I’m in the same page :(!

I look here
Only admins, setter and tester have access to this.
Your answer for 8th test which is very small test is
where … is some other digits (like hundreds of digits more)
Try to run your code on using GNU C++ compiler against this test case.

1 Like

I used BFS as well. I got TLE. :frowning:

I first used an integer array of size 10e7 for the sieve, but it ran out of memory though…had to half the size of the array and cancel all the even numbers.

same here… :frowning:

What is problem in my solution…
I am getting WA

@editorialist : great work to give additional links to similar problems :slight_smile: thanks. Things are really changing nicely in new year :slight_smile:


To implement grid hacking in java, if i use an ArrayDeque or a LinkedList, i get TLE( ), while if i change the data structure to ArrayList( ), i get one of the fastest execution times in java. Any reason as to why this is happening?

Thanks for such a detailed editorial. I learnt a lot. But still my program is not getting submitted. If I am not asking too much, can I get a sample test case for which my code is failing. My submission id is 1724659. Thanks.

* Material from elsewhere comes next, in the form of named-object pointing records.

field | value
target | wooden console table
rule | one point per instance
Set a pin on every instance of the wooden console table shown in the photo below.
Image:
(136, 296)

I had the same solution in Java (except I used the Sieve of Atkin and instead of a boolean[][] I changed the original input array directly), but I kept getting WA :/.

Can somebody check my solution to see what’s wrong? I tried several test cases, but all of them printed out the right answer…

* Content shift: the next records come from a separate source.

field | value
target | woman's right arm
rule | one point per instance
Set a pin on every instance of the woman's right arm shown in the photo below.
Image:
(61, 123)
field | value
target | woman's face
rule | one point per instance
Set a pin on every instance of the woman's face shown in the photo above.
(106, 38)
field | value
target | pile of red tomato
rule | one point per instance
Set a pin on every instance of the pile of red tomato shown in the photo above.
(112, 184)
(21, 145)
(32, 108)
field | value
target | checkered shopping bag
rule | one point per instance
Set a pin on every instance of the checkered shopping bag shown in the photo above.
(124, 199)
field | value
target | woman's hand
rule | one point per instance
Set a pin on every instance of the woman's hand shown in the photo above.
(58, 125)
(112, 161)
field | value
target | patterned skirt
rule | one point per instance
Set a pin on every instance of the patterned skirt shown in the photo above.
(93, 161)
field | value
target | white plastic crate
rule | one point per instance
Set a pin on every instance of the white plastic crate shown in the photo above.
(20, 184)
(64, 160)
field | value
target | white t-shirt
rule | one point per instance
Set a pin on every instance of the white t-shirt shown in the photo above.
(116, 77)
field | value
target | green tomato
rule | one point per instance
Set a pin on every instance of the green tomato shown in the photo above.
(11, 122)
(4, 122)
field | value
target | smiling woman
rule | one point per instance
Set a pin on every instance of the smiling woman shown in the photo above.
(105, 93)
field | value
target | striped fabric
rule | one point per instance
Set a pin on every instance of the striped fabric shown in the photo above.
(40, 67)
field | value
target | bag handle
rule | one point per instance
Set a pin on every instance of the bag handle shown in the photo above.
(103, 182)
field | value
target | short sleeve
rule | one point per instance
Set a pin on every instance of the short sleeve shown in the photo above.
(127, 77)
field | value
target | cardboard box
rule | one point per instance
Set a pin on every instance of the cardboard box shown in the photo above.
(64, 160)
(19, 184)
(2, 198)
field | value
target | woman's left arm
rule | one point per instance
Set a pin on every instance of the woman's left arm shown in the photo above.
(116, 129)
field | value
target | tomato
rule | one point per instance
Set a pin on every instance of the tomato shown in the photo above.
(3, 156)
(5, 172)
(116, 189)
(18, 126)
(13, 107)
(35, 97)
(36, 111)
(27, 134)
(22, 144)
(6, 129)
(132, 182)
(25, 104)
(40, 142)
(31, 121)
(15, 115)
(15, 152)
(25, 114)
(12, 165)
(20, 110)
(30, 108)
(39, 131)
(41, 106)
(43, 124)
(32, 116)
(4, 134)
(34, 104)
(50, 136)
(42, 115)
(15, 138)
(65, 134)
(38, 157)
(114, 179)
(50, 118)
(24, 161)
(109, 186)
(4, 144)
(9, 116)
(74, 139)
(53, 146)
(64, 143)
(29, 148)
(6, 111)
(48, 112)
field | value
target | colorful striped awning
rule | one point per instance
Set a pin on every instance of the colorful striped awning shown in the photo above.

Actually i did the same solution described above in Python but it didn’t work (i got Time Limit Exceeded), you can check my attempt here and here.

But actually, i was able to find another algorithm for this problem that got accepted, the idea was that i only check for immediate neighbors of any server to know if it should be included or not, of course this may lead to count a server while it shouldn’t (i.e. it should have been already cracked), but to be aware of this case i created a Python dictionary that hold information about which server cracked which one (cracked_by) and then each time i visit a server i check if i should update the cracked_by of the immediate neighbors to know if i added wrongly a server if yes i discard the value from the result.

You can check my solution here, feel free to post any feedback.